Il 2020, con l’emergenza Covid19, è stato l’anno della riscoperta dei servizi pubblici (su tutti quelli della sanità, ma anche i “ristori” a famiglie e imprese colpite dalla crisi), del passaggio dagli uffici allo smart working, delle nuove procedure per i concorsi, del lancio di successo dell’app IO, del boom di Spid, della semplificazione per gli acquisti di tecnologia nella PA. Ma anche quello dalla débâcle del click day Inps e del bonus bici, dei ritardi nell’erogazione della cassa integrazione, che hanno evidenziato le storiche carenze di una Pubblica Amministrazione con scarse competenze digitali e bassa propensione all’innovazione, spesso ingessata da una burocrazia difensiva e ancora troppo centrata sul rispetto formale dei processi invece che sul raggiungimento dei risultati.
Una realtà che, nel suo complesso, ha retto all’emergenza Covid19 e ha dimostrato capacità di reazione, ma che ora, anche per l’impegno previsto nel Next Generation UE, è chiamata a svolgere un ruolo centrale, che richiede meno burocrazia, nuovo personale e una forte trasformazione digitale. È il quadro che emerge dall’Annual Report 2020, il volume di Fpa, società del gruppo Digital360, che ogni anno da sei edizioni analizza i principali dati e fenomeni di innovazione nella Pubblica Amministrazione italiana, con focus su lavoro pubblico, competenze, programmazione europea, sanità, politiche per le città, procurement e trasformazione digitale.

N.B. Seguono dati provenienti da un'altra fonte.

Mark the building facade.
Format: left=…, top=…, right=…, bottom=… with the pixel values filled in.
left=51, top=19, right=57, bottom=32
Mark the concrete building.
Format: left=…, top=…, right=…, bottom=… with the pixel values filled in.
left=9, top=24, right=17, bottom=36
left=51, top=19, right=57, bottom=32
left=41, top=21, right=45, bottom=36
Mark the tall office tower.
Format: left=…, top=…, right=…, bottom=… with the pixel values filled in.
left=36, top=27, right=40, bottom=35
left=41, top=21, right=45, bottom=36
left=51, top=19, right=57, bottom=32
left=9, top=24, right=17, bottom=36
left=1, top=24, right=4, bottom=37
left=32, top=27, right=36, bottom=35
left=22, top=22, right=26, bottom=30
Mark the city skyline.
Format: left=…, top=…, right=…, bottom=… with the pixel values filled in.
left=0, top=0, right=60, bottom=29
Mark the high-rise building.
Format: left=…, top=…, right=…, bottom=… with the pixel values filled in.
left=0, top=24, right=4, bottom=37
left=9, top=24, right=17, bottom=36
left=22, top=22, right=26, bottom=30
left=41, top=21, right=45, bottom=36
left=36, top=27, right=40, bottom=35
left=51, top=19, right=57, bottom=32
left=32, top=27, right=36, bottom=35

“L’esperienza della pandemia ci restituisce una PA che, pur con molte differenziazioni, ha saputo reagire con generosità, energie e competenze per una causa comune – spiega Gianni Dominici, Direttore Generale di FPA – Invece che la granitica burocrazia spesso evocata, la Pubblica Amministrazione italiana è una realtà fluida e ‘porosa’, che spesso si è dimostrata aperta al confronto e capace di reagire. Ma che porta con sé anche numerosi problemi e carenze: il 2021 deve essere l’anno del cambiamento per la PA a cui è dato un ruolo cruciale per l’Italia del futuro. Serve sburocratizzare, semplificando e velocizzando le procedure; rinnovare le risorse umane, con formazione e motivazione della dirigenza; spingere la digitalizzazione. Non ci sarà ripresa e resilienza senza un nuovo impegno per la PA”.
“Investite da nuove responsabilità e modelli di lavoro mai sperimentati, le amministrazioni pubbliche hanno risposto tutto sommato bene all’emergenza, ma la pandemia ha messo in evidenza con chiarezza quali organizzazioni erano pronte e quali no – rilancia Carlo Mochi Sismondi, Presidente di FPA – Ora, davanti alla sfida della ripresa e della resilienza, la PA non ha bisogno di un’ennesima ‘riforma del secolo’, fatta di decine di decreti-legge, ma di rinnovamento, cura, accompagnamento e attenzione: servono più giovani nelle amministrazioni, maggiore focalizzazione sulle missioni e sui risultati attesi, più attenzione alle persone, alla partecipazione e all’ascolto di tutta la società”.
“Oggi ci sono davvero le condizioni per avviare un circolo virtuoso che consenta di superare gli storici ostacoli all’innovazione – sostiene Andrea Rangone, Presidente di Digital360 – L’elettroshock culturale generato della pandemia ha portato ad una vera e propria ‘scoperta’ del digitale, aumentandone la consapevolezza a tutti i livelli. A questo si aggiunge la disponibilità finanziaria del NextGenerationEU, che definisce una chiara visione strategica del futuro fondata su trasformazione digital e green. Se sapremo gestire e finalizzare questo circolo virtuoso potremo recuperare il gap verso i paesi più avanzati, diventando un paese più moderno. La partita in gioco è enorme: il nostro futuro”.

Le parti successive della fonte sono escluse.